The Cluster Engine is a data mining software module that can be integrated into a larger Business Intelligence (BI) or Knowledge Management (KM) system. The Engines function is to categorize and sort unstructured information by identifying concepts within such information, and then organizing related concepts into cluster groups. Once these groups are formed, they can be saved as a taxonomy, which can be used for ongoing analysis to help identify trends and developments in the information.

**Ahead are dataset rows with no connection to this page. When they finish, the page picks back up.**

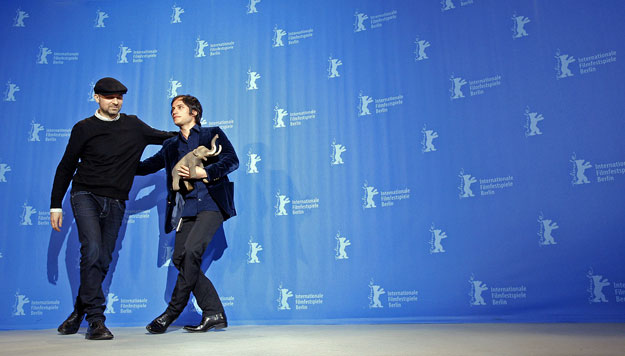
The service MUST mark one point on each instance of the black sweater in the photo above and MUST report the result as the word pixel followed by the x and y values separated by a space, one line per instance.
pixel 109 152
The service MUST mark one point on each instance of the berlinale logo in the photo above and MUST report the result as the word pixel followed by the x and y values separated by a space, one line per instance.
pixel 9 93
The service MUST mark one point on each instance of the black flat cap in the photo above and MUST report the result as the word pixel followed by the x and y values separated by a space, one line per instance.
pixel 108 86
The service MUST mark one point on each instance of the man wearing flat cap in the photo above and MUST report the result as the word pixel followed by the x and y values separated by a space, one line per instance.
pixel 100 160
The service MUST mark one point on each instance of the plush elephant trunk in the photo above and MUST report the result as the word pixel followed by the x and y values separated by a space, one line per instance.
pixel 193 159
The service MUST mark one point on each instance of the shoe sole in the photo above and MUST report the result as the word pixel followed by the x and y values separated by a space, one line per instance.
pixel 154 332
pixel 68 332
pixel 99 338
pixel 216 327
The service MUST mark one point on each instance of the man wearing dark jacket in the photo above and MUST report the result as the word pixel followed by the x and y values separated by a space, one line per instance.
pixel 100 160
pixel 195 213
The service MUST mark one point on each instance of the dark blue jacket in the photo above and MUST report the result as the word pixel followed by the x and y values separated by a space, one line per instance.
pixel 217 169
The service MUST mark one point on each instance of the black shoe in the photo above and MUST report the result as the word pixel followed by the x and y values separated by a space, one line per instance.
pixel 72 323
pixel 98 331
pixel 160 324
pixel 216 321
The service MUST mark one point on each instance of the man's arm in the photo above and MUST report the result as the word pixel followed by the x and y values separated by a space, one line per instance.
pixel 152 164
pixel 63 176
pixel 154 136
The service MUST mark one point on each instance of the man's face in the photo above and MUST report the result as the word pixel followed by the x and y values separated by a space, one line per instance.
pixel 110 105
pixel 181 114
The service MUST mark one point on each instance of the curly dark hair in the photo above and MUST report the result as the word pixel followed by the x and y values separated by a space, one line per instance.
pixel 193 103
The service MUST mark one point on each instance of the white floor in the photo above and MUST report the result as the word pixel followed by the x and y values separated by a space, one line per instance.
pixel 388 339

For example, consider a customer satisfaction survey which solicits patrons with an open-ended question that asks for feedback regarding their shopping experience. Such a survey can generate several hundreds or even thousands of responses from patrons, and these responses (by nature) are unstructured information. In this case, the Cluster Engine can be used to automatically categorize and sort these responses into cluster groups. Once these groups are formed, various metrics, such as the "hot" or "most popular" customer issues, can be quickly identified. The cluster groups can also be saved as a taxonomy, so that when the survey is conducted again in the future, the Engine output can be compared against previously saved runs. This comparison can help identify trends and developments in customer satisfaction.

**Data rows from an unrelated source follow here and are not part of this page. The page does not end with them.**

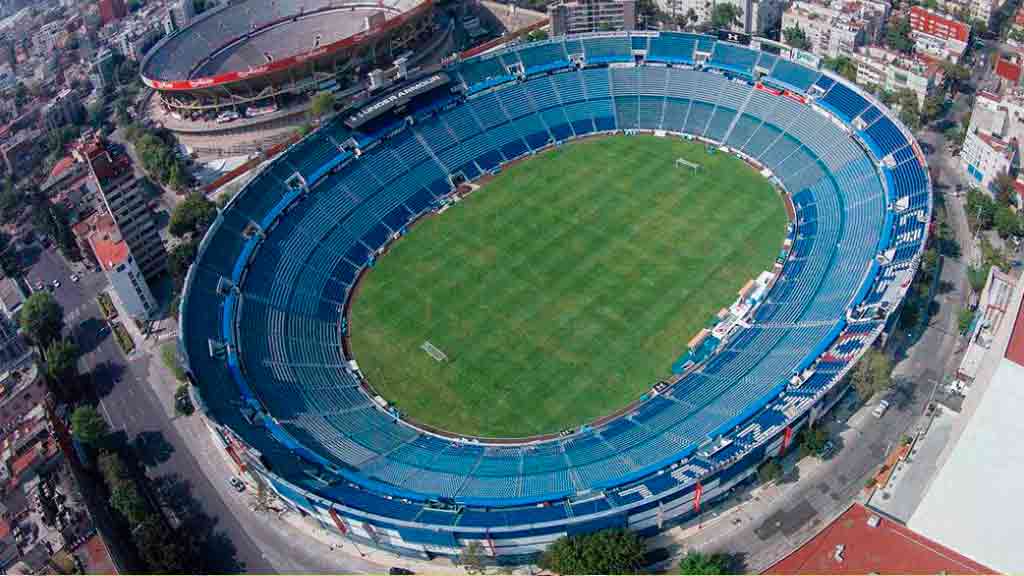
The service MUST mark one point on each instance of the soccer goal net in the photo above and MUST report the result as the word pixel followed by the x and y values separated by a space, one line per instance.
pixel 434 352
pixel 683 163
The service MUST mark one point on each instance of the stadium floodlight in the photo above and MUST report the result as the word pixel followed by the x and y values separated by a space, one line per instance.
pixel 434 352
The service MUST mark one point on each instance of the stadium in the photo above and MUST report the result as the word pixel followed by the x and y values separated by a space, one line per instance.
pixel 257 55
pixel 273 333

Input to the Cluster Engine can come from a variety of sources, some of which include traditional databases, XML, web site content, web logs (blogs), Usenet posts, and RSS feeds. By default, the Engine produces XML output of its taxonomy results, but this output format can be configured as needed. In addition to the unstructured information, each input record can include meta data or keyword information. These additional inputs become attributes, which can be used by the Engine to further filter or segment the resultant cluster groups.